What you ask and what you suppose matches something I've seen elsewhere. But I can not reproduce it here, because they are not mainstream sites. I can only remind you of the divergence theorem, the differential version of Gauss's theorem. In an electromagnetic wave propagating in a vacuum, ##\vec{E}## have divergence equal to zero. And it can not have divergence other than zero without violating Maxwell's equations. ##\vec{E}## corresponds to free charge. That means that no free charge can be involved in the propagation. You look for reasons to admit that there is some charge involved in the propagation. Analyzing only ##\vec{E}## you will never find the reasons. It is all I can say.

## 1. What are electromagnetic waves?

Electromagnetic waves are a type of wave that is created by the oscillation of electric and magnetic fields. They are characterized by their ability to travel through a vacuum, and their properties include wavelength, frequency, and amplitude.

## 2. How do electromagnetic waves differ from other types of waves?

Electromagnetic waves differ from other types of waves in that they do not require a medium to travel through. This means they can travel through empty space, unlike sound waves which require a medium such as air or water to propagate.

## 3. What are the types of electromagnetic waves?

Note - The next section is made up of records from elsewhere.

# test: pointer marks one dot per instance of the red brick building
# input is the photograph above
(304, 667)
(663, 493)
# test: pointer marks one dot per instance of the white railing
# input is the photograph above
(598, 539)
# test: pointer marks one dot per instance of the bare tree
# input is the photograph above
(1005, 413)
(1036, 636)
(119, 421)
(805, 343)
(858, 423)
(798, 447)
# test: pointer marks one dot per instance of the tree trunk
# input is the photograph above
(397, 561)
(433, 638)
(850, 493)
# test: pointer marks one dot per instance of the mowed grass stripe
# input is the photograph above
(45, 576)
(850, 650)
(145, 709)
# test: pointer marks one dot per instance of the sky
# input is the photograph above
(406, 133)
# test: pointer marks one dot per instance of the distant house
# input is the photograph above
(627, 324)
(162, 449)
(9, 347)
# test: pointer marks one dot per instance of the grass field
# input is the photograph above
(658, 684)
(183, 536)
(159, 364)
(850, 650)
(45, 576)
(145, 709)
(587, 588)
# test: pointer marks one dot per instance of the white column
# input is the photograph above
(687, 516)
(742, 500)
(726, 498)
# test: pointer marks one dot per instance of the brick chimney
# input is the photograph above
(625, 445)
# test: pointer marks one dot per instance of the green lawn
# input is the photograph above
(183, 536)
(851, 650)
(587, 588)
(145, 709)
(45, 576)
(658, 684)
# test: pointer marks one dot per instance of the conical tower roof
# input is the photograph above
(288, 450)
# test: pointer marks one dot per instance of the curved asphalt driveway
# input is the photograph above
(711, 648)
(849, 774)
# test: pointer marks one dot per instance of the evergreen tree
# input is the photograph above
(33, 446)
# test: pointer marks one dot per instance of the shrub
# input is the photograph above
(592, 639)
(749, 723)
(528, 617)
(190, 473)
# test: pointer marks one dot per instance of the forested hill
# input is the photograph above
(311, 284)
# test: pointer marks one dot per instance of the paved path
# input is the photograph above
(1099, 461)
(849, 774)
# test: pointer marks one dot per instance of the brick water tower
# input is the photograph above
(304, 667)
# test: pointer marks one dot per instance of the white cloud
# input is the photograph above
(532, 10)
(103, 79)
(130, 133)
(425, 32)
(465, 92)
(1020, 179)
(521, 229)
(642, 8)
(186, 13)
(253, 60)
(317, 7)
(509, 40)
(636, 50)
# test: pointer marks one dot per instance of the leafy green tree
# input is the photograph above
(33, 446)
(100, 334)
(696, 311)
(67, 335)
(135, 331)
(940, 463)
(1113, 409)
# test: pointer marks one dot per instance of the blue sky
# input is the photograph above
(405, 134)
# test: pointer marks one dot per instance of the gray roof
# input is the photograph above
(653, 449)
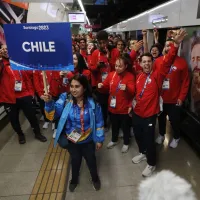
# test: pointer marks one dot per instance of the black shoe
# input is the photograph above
(97, 185)
(41, 138)
(21, 138)
(72, 186)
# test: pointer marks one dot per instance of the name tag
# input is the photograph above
(166, 84)
(104, 76)
(74, 136)
(18, 86)
(113, 102)
(65, 81)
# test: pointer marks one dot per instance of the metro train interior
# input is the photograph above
(34, 170)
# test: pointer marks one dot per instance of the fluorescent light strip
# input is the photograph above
(4, 14)
(148, 11)
(83, 9)
(65, 7)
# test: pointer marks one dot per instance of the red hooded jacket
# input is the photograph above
(123, 98)
(179, 81)
(97, 75)
(53, 79)
(7, 84)
(114, 56)
(65, 87)
(148, 98)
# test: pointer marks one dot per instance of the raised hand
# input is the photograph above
(138, 45)
(180, 36)
(144, 32)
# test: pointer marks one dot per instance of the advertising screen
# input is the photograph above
(76, 17)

The types of electromagnetic waves, in order of increasing frequency and decreasing wavelength, are: radio waves, microwaves, infrared radiation, visible light, ultraviolet radiation, X-rays, and gamma rays.

## 4. How are electromagnetic waves used in everyday life?

Electromagnetic waves have many practical applications in our daily lives. For example, radio waves are used for communication, microwaves are used for cooking, infrared radiation is used in remote controls and thermal imaging, and visible light is used for vision.

## 5. What are the potential dangers of electromagnetic waves?

While electromagnetic waves are essential for many everyday functions, they can also have potential dangers. Exposure to high levels of electromagnetic radiation, such as X-rays and gamma rays, can be harmful to living organisms and can cause damage to cells and DNA. It is important to take necessary precautions and follow safety guidelines when working with or near sources of electromagnetic radiation.